薩摩は昔から「武の国」として知られながらも、他国のように深い堀や高い石垣、堅牢な城に頼らず、城はあっても、あえて城楼も天守閣もつくりませんでした。
これはもちろん、城の背後を城山という天然の要害が護っていたこともありますが、人間こそが不落の城であり、人間こそが堅固な石垣であり、人間こそが長大な堀である、という独特の人材登用と育成を大切にする慣わしが、あったからでした。
薩摩の郷中(ごじゅう)制度は、薩摩の歴史とともに受け継がれ、やがてそれが正式な「郷中教育」として完成したのが、江戸時代中期と言われています。
郷とは、方限(ほうぎり)、町内と呼ばれる行政の最小単位で、郷中は郷の仲間を意味します。

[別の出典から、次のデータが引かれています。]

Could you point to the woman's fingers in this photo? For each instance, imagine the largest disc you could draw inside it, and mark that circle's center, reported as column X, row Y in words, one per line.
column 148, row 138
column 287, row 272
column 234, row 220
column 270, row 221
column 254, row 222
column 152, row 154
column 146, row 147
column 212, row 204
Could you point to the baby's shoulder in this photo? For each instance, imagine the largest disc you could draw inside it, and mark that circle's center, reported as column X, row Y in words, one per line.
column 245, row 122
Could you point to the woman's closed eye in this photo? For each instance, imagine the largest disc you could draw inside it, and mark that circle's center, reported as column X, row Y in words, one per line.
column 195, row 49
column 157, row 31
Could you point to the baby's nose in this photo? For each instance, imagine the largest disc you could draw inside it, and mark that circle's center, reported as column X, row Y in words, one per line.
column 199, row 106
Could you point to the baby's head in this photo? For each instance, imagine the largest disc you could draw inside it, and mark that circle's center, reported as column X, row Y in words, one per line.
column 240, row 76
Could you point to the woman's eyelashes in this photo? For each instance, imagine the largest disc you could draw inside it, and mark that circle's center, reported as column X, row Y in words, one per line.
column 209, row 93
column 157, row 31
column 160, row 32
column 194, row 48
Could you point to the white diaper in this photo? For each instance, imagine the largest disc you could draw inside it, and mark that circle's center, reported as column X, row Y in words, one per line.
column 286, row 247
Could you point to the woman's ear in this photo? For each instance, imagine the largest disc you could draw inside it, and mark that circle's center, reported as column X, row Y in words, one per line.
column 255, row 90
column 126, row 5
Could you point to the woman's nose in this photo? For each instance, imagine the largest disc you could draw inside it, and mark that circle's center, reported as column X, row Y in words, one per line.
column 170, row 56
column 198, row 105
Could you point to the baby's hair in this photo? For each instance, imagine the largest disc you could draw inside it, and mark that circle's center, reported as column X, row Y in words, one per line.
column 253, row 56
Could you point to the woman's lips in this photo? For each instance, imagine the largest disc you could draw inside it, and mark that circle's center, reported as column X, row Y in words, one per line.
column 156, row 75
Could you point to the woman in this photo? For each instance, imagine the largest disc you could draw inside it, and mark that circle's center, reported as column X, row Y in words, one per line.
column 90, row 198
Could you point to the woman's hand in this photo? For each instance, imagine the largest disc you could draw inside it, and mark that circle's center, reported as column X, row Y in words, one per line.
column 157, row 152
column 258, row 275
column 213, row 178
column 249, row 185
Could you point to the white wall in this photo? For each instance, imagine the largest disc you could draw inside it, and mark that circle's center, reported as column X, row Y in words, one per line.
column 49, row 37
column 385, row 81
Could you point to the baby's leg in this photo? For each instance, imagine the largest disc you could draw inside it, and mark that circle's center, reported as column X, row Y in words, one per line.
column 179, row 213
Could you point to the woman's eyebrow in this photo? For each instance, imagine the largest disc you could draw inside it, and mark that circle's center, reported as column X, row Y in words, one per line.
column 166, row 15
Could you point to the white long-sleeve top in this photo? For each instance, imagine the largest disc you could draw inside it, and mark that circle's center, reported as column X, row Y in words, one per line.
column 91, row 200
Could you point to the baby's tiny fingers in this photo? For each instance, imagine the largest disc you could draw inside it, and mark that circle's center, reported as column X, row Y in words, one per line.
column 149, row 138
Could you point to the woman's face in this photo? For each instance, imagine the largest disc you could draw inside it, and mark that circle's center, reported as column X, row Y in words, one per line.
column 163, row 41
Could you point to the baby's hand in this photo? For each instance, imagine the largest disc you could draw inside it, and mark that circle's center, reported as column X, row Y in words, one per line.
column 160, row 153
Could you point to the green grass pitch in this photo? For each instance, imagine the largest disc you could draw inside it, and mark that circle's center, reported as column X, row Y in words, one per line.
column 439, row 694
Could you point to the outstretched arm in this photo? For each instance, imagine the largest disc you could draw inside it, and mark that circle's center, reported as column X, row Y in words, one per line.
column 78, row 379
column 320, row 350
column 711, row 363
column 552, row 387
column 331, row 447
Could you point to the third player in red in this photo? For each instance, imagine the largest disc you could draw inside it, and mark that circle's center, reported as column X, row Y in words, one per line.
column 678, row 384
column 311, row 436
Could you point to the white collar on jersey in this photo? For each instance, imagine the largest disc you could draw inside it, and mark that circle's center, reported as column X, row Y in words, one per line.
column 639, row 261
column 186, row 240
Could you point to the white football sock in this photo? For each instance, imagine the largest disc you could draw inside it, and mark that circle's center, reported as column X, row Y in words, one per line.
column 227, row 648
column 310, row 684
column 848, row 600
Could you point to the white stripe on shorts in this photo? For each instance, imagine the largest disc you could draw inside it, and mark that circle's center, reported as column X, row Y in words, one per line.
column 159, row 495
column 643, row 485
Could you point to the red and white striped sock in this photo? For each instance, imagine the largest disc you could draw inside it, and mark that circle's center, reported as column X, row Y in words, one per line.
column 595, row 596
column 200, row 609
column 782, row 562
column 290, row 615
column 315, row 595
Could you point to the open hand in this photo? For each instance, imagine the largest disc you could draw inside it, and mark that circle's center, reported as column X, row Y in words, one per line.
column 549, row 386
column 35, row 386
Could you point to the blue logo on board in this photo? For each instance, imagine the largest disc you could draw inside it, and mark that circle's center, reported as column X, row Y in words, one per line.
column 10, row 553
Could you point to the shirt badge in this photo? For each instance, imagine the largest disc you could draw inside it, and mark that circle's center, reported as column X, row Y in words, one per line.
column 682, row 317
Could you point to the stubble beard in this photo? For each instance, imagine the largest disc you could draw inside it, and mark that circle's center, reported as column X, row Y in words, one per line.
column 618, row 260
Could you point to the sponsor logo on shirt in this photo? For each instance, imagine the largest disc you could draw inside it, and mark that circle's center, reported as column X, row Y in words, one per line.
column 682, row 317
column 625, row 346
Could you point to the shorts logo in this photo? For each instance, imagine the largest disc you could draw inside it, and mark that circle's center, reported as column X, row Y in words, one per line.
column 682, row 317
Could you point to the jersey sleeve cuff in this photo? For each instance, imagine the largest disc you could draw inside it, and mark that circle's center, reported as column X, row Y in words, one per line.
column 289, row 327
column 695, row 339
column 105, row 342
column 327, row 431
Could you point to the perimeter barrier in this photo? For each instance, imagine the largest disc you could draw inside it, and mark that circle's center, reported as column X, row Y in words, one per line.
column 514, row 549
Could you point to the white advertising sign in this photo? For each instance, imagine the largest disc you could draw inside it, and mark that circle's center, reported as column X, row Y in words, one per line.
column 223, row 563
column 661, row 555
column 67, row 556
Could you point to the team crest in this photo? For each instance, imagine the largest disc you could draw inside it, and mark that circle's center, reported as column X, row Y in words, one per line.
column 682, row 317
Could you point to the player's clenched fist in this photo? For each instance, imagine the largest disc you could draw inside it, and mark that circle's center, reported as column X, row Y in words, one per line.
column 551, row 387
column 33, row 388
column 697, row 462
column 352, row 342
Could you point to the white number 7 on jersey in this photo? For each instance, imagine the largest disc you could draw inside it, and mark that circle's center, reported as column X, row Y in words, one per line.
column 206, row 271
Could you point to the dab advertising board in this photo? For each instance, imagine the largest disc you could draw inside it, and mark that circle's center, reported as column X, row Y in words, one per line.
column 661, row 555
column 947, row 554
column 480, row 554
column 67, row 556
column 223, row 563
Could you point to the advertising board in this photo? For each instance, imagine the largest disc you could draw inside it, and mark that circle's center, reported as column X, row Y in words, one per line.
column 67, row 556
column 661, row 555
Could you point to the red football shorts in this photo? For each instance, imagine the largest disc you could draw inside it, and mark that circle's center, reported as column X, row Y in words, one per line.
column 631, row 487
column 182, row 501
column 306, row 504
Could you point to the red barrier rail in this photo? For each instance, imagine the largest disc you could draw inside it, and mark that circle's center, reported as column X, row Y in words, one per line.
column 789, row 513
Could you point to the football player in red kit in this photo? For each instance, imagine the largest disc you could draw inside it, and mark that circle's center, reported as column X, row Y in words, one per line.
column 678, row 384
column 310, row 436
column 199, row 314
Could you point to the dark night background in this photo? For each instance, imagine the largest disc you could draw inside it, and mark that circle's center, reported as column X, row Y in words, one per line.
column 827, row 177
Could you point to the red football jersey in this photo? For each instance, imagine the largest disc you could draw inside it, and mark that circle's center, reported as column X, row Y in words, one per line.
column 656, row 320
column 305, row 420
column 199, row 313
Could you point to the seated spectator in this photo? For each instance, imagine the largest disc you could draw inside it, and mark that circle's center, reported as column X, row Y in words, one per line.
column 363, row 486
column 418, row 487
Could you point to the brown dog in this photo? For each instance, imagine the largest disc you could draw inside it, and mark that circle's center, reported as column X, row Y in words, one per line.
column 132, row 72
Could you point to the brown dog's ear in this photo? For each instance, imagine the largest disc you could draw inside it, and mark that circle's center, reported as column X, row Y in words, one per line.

武家の青少年による自治組織で、武家の男子が6歳になると郷に入ります。
6歳から10歳ほどを小稚児(こちご)、11歳から15歳ほどを長稚児(おせちご)と言い、そして14、15歳で元服して二才(にせ)となり、25歳くらいまで郷中で学びます。
郷中ではニ才が長稚児を、長稚児が小稚児を指導し、それぞれのリーダーとして、ニ才頭(かしら)と稚児頭が選ばれ、二才頭は郷中の責任を負います。
そして、二才頭自身も、それぞれの郷の二才頭同士で学び、分かち合い、どうしても解決しないことがあれば、25才くらいを超え長老(おせんし)と呼ばれる大先輩のところに行き、教えを請いました。
これこそが郷中教育の特徴で、教師なき教育制度と呼ばれるゆえんです。
郷中教育において最も大切とされる、人として守るべき3つの教えがあります。
「負けるな」
人に負けないというよりも、どんな困難に遭っても決して自分に負けてあきらめないこと。
「嘘をつくな」
過ちを犯したときには決して言い訳せず、素直に非を受け入れること。
「弱い者をいじめるな」
弱い者いじめが最も卑劣で、器の小さい人間のすることだから、慎むこと。
こうした郷中教育の教えには、いつの時代にも通用する普遍の真理が含まれているように思えてなりません。
さて、郷中でも教えを誰よりもかたく守り、年長者を敬い、後輩をかわいがり、文武を鍛えた西郷さん。
やがて実力と人望を備えた若者として成長し、下級武士の子ながら、下加治町の郷中に「西郷あり」と藩内に知られるところとなっていきました。
西郷さんは、ニ才頭として後輩たちを指導していくのですが、大山巌や東郷平八郎らはみな、西郷さんからかわいがられた後輩たちでした。
下加治町の郷中の子供たちが、他の郷中に比べて立派であるとされ、彼らが模範とするリーダーの西郷さんの評判が高まっていったそうです。
また、西郷さんは16歳のとき、その才能を評価され、「郡方書役助(こうりかたかきやくたすく)」として藩に出仕しました。
これもまた、郷中教育で日々才能を磨いた努力の成果でしたが、このことは、あとに続く後輩にとっても大いに励みになったに違いありません。
『西郷隆盛 十の「訓え」』西郷隆文
三笠書房
所長視点
郷中教育のなかで、危機管理のことを常に議論していたそうです。
あらゆる場面を想定し、ケース・バイ・ケースでどのように判断するのが武士としてふさわしいのか。リーダーとして有るべき姿なのか。答えなき答えを、いまの中高生の年令の若者がトコトン議論し合ったそうです。
その根底にあるものが「負けるな」「嘘をつくな」「弱い者をいじめるな」です。
特別なことではありませんが、ただ教えらたことではなく、自分で考え、判断し、行動できるようになるまで落とし込む。